Slogans are cliches, really, but cliches are cliches for good reason: they start with a kernel of truth that is so universal as to become, well, cliche. They become tired precisely because they are so very resonant.
Recovery is hard. When almost ten years ago (!!) I walked into my first meeting and admitted I had an eating disorder, my heart/brain/gut started firing with a million new emotions and ideas. I heard people speak out loud the things I barely admitted to myself—the way they used food as a weapon against themselves, the sneaking and lying, the diets and cleanses, the awful cycle of making all kinds of false promises to ourselves and breaking them and promising harder…the shame.
I saw these bright, shiny eyes that gave me the tiniest glimmer of hope that something else was possible.
I had a ton to learn. I still do, ten years later.
Sometimes they say, “It’s a simple program for complicated people,” which I guess is another slogan, and another one I like.
The slogans help make recovery even simpler, ideal for when life is a big and untidy and I don’t need a lecture or a book or a treatise, just a few pithy words to hold onto. Here are some of my favorite slogans:
One day at a time.
Which is often just one hour at a time, one moment at a time, one breath in and out. I don’t need to have my whole life figured out. Someone once explained this to me as living life in “day-right containers.” Tomorrow will be a new day.
(Also, everything feels worse in the nighttime. Things look different and less scary in the morning.)
Easy does it.
Easy does it!! That is NOT how my brain works. My brain says, “complicated and difficult does it.” My brain makes things epic and existential and profound (not in a good way, just in a stressful way). I’m still learning how to approach things with a lighter, gentler touch. I will probably be learning this one forever.

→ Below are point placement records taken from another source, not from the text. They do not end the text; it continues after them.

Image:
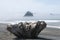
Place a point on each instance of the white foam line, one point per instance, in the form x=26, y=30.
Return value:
x=58, y=27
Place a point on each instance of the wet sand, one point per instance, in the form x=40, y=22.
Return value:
x=46, y=34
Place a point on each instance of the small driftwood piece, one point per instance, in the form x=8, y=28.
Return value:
x=27, y=30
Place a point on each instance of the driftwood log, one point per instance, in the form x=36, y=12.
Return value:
x=27, y=30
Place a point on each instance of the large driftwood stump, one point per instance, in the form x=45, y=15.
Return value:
x=27, y=30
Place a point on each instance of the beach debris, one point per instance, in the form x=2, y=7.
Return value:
x=27, y=29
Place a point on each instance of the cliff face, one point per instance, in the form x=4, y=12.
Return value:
x=28, y=13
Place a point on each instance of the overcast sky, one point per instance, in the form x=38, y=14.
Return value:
x=16, y=8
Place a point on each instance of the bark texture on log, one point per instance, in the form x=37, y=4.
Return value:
x=27, y=30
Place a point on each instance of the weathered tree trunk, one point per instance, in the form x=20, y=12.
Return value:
x=26, y=30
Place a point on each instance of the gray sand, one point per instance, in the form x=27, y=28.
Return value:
x=46, y=34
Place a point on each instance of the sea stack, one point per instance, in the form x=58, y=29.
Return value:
x=28, y=13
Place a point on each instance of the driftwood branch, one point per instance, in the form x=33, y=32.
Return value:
x=27, y=30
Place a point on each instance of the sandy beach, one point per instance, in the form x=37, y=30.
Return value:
x=46, y=34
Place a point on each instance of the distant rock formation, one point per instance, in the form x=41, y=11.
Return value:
x=28, y=13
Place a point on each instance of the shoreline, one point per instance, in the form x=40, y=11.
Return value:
x=47, y=32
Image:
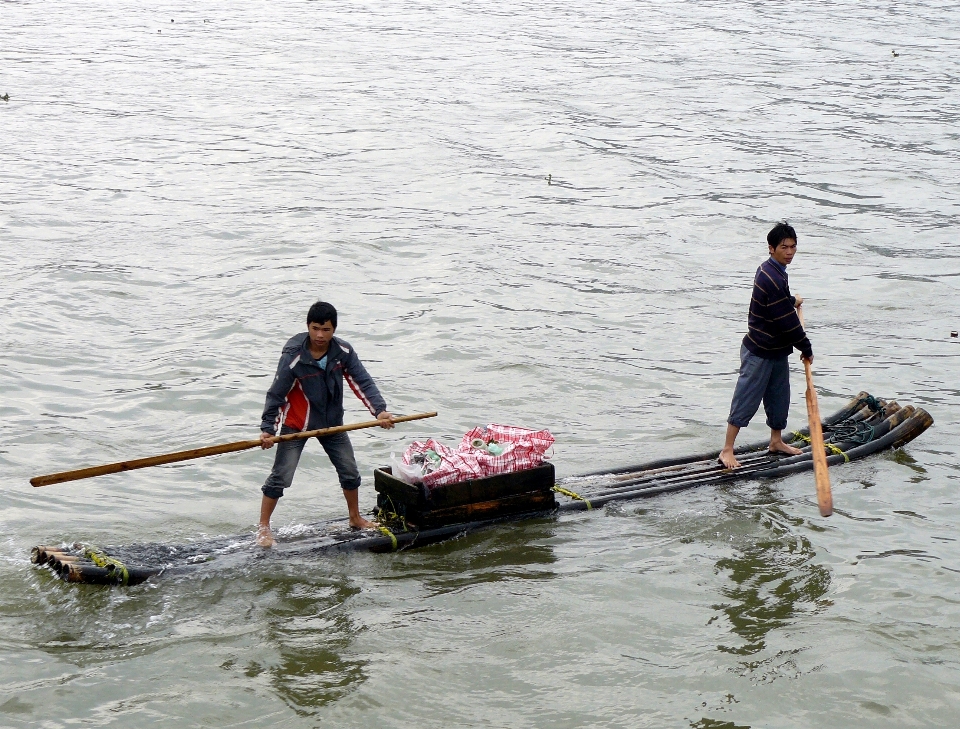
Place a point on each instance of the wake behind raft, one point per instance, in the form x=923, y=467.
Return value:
x=410, y=516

You’re only as sick as your secrets.
I didn’t tell anyone about my eating disorder. Not really. Not my best friend. Not my mom. Certainly not the guy I was dating. Honesty is a journey for sure, and I started by being (more) honest with myself. The first time I told a room full of (mostly) strangers about my eating disorder was truly revolutionary. I didn’t combust. Lightning didn’t strike me down. I did have suddenly sweaty palms and a crescendo-ing thrum of my heartbeat. I also felt like a million pounds were released from my shoulders. As soon as I share my secrets, they lose some of their power, some of their teeth, some of their hold over my heart.
Progress, not perfection.
Perfection was the name of the game for my eating disorder. The thing is that a “perfect” life is a small, sad life. (It also doesn’t exist.) The life I want is big and messy and involves messing and up learning from my mistakes. As long as my personal compass (personal Google maps?) is pointed in the right direction, there’s definitely room for some getting lost and making weird turns. Then I will reroute my inner GPS and try again.
This too shall pass.
Nothing wonderful or excruciating lasts forever. Not this painful work project. Not this time in seemingly endless traffic with a crying baby who puked all over her new car seat. Not her babyhood, or her childhood. Not my fear, or my joy. This too shall pass.